Microsoft (~$190B), Amazon (~$200B), Alphabet/Google ($175–185B), and Meta ($115–135B) plan to spend roughly $725 billion combined on capex in 2026 — up about 77% from ~$410 billion in 2025, with analysts projecting $1 trillion+ in 2027. Nearly all of it is AI infrastructure: GPU clusters, custom silicon (TPUs, Trainium, MTIA, MAIA), and data center construction to train and serve large language models at scale.

Big Tech AI Capex 2026: The Numbers by Company

Company2025 Capex2026 Capex (Guided)YoY Change
Amazon~$100B~$200B~+100%
Microsoft~$95B~$190B~+100%
Alphabet (Google)~$85B$175–185B~+110%
Meta~$70B$115–135B~+80%
Combined~$410B~$725B+77%

Sources: Company earnings reports, investor guidance, and public filings. Amazon and Microsoft figures are total company capex. 2026 figures are the latest full-year guidance as of mid-2026; quarterly actuals are tracked on the dashboards linked below. Analysts now project combined capex topping $1 trillion in 2027.

Amazon (~$200B), Microsoft (~$190B), Alphabet ($175–185B), and Meta ($115–135B) are committing a combined ~$725B to AI infrastructure in 2026 — up 77% from ~$410B in 2025, the largest coordinated technology buildout in history — and analysts already see the number topping $1 trillion in 2027.

This is not defensive spending or R&D hedging. Every dollar is tied to a specific bet: that AI compute will be the scarce resource that determines who wins cloud, enterprise software, and consumer products for the next decade.
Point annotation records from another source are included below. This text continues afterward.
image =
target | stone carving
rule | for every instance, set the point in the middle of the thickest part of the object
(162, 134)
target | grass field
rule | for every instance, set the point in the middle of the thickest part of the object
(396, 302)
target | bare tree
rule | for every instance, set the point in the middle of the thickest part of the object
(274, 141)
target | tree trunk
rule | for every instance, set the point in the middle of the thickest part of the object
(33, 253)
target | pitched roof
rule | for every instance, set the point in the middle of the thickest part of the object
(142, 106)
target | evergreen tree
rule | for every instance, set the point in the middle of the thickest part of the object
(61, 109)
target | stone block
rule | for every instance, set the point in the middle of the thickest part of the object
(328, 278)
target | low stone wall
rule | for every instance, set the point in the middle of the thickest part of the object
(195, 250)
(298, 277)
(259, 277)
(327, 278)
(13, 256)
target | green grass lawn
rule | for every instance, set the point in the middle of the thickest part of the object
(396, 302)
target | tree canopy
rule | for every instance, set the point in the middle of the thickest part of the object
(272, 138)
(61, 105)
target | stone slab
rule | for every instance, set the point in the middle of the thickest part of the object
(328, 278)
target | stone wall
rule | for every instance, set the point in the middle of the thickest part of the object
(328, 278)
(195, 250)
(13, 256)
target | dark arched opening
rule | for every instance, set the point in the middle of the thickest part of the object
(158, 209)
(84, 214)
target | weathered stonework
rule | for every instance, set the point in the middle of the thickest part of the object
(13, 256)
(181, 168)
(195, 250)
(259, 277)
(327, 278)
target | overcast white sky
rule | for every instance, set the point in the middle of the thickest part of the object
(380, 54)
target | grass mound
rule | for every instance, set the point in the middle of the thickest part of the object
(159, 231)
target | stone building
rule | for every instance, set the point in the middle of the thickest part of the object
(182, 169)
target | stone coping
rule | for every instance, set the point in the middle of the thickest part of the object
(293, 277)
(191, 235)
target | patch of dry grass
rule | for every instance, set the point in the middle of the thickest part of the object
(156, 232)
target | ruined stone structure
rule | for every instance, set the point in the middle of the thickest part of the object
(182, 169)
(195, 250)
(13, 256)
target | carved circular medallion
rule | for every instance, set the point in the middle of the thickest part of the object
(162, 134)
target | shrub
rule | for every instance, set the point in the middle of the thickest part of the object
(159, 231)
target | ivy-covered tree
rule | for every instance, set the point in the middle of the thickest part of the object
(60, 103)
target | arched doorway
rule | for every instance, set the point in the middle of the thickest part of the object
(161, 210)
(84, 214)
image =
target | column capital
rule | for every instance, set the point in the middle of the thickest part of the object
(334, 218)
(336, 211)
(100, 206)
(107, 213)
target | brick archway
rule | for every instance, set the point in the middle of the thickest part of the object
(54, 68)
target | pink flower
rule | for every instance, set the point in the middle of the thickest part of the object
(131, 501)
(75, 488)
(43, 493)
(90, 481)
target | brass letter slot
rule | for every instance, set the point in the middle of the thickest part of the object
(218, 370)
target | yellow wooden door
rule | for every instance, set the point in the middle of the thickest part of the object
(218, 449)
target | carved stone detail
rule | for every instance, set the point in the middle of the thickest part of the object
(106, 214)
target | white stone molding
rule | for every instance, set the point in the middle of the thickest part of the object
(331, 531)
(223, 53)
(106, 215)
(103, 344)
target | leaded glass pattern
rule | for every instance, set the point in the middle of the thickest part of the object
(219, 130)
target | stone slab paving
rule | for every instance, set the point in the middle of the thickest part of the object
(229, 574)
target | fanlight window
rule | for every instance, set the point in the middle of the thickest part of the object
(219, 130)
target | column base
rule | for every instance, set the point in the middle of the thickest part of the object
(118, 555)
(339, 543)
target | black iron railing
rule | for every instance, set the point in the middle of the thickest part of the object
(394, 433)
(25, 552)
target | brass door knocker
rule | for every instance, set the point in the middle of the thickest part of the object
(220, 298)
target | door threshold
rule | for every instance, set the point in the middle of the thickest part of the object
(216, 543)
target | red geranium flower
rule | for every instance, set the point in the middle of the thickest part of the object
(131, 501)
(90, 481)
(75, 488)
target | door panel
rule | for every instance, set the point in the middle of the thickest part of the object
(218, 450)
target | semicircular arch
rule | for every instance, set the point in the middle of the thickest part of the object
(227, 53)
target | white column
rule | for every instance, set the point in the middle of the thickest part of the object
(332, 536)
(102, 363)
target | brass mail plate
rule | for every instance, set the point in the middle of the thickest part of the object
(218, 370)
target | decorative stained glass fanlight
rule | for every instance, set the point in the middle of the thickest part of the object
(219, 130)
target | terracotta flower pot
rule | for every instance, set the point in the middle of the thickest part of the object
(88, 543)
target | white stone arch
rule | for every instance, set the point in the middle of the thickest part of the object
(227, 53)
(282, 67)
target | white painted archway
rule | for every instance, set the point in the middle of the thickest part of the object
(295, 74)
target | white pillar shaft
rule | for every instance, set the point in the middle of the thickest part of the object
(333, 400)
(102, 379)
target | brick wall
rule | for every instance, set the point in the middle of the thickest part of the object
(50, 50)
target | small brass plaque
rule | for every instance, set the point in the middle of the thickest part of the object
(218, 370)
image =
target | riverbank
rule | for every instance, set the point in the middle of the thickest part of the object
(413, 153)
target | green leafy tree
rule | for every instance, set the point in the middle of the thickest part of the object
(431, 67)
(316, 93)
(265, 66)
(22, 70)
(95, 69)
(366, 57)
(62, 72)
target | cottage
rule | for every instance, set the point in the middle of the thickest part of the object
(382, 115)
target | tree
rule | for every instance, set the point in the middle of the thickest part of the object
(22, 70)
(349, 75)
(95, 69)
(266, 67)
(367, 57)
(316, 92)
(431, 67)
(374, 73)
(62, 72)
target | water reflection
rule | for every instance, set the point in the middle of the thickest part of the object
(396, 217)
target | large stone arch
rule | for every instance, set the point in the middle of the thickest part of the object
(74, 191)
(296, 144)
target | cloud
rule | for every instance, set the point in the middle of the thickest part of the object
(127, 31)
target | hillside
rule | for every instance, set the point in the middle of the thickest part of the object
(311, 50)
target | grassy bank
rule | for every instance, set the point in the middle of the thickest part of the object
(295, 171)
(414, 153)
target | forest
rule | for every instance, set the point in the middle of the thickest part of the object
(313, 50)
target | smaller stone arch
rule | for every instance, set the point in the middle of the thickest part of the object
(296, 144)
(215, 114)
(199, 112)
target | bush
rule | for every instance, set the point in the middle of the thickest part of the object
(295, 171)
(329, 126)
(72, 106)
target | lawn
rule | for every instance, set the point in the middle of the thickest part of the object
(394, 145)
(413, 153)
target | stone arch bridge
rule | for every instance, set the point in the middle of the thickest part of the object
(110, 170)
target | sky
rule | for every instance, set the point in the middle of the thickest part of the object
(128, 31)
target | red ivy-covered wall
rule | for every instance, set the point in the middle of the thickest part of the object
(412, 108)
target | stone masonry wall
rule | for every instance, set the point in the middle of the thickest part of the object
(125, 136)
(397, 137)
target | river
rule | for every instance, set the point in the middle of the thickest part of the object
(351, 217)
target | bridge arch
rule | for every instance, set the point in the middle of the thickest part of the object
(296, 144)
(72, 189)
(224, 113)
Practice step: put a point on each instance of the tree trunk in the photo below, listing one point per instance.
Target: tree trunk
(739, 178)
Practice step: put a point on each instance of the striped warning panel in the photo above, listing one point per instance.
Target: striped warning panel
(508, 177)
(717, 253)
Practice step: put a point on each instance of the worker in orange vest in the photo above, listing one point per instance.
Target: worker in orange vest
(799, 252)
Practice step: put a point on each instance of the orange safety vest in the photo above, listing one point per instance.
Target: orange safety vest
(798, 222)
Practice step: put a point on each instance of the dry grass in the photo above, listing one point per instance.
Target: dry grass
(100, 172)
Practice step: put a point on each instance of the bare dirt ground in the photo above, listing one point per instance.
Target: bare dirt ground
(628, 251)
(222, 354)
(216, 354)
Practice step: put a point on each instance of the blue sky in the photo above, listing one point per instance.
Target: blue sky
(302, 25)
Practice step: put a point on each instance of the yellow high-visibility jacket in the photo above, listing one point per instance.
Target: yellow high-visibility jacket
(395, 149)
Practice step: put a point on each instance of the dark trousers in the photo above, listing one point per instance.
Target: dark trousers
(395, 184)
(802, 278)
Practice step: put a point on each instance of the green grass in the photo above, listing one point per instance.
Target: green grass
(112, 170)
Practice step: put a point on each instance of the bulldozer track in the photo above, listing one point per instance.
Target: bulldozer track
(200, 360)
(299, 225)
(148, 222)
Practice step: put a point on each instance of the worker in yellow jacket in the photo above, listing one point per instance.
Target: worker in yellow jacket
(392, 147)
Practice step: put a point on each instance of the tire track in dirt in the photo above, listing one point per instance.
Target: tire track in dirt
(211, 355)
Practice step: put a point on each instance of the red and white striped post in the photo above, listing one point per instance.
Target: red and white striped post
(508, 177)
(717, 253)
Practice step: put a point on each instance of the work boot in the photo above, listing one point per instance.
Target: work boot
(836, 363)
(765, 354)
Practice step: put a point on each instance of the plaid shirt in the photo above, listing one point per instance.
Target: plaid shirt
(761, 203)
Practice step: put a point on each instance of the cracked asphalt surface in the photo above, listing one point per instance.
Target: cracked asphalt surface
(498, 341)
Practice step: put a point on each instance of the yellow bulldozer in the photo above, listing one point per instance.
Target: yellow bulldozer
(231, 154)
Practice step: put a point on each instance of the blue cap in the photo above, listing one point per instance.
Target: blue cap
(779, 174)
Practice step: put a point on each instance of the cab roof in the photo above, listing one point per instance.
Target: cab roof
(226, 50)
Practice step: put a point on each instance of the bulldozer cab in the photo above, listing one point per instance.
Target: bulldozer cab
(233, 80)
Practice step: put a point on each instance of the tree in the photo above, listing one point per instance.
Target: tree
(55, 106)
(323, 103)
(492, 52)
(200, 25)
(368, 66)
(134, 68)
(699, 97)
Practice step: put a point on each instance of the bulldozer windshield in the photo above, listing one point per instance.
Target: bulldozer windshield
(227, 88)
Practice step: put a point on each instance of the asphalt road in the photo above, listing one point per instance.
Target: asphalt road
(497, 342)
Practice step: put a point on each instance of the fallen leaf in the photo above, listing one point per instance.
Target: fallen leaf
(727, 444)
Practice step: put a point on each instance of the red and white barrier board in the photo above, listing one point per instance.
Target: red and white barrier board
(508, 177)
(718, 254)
What Each Company Is Actually Buying

Microsoft (~$190B)

  • →GPU clusters powering Azure OpenAI Service — running GPT-4, o3, and next-gen models at enterprise scale
  • →Global data center expansion: 100+ new facilities announced across US, Europe, Middle East, and Asia
  • →Custom silicon research (MAIA chips) to reduce Nvidia dependency and lower per-token inference cost
  • →Copilot infrastructure: every Microsoft 365 user generating AI requests requires dedicated inference capacity

Alphabet ($175–185B)

  • →TPU v5 and v6 clusters — Google's custom AI accelerators now power Gemini and Google Cloud AI services
  • →Search AI integration: Google must serve AI Overviews at query scale without margin collapse
  • →Waymo compute: autonomous vehicle training requires continuous large-scale simulation workloads
  • →DeepMind research infrastructure for AlphaFold successors and scientific AI programs

Meta ($115–135B)

  • →MTIA (Meta Training and Inference Accelerator) — proprietary chip to eventually replace Nvidia GPUs for ranking and recommendations
  • →Llama training runs: each Llama generation required clusters of 100,000+ H100s; Llama 5 will require more
  • →Meta AI assistant infrastructure: serving 3B+ users across WhatsApp, Instagram, and Facebook
  • →Reality Labs compute: VR/AR environments require real-time AI rendering at device edge

Amazon (~$200B)

  • →AWS data center expansion to serve Bedrock (enterprise AI), SageMaker, and direct GPU rental (P5 instances)
  • →Trainium2 and Inferentia chips — Amazon's custom silicon now handles significant internal ML workloads
  • →Alexa+ rebuild: Amazon is rebuilding Alexa on a foundation model stack requiring substantial inference capacity
  • →Anthropic partnership infrastructure: AWS is Anthropic's primary training cloud, requiring dedicated capacity commitments

Where the Money Actually Goes: Five Spend Categories

Most coverage frames hyperscaler capex as "buying Nvidia GPUs." That is accurate but incomplete. A typical AI infrastructure build breaks down across five categories:

GPU Clusters (40–50% of spend)

Nvidia H100, H200, and Blackwell GB200 NVL systems. At ~$30K–$40K per H100 and $60K–$70K per GB200, even modest cluster sizes cost billions.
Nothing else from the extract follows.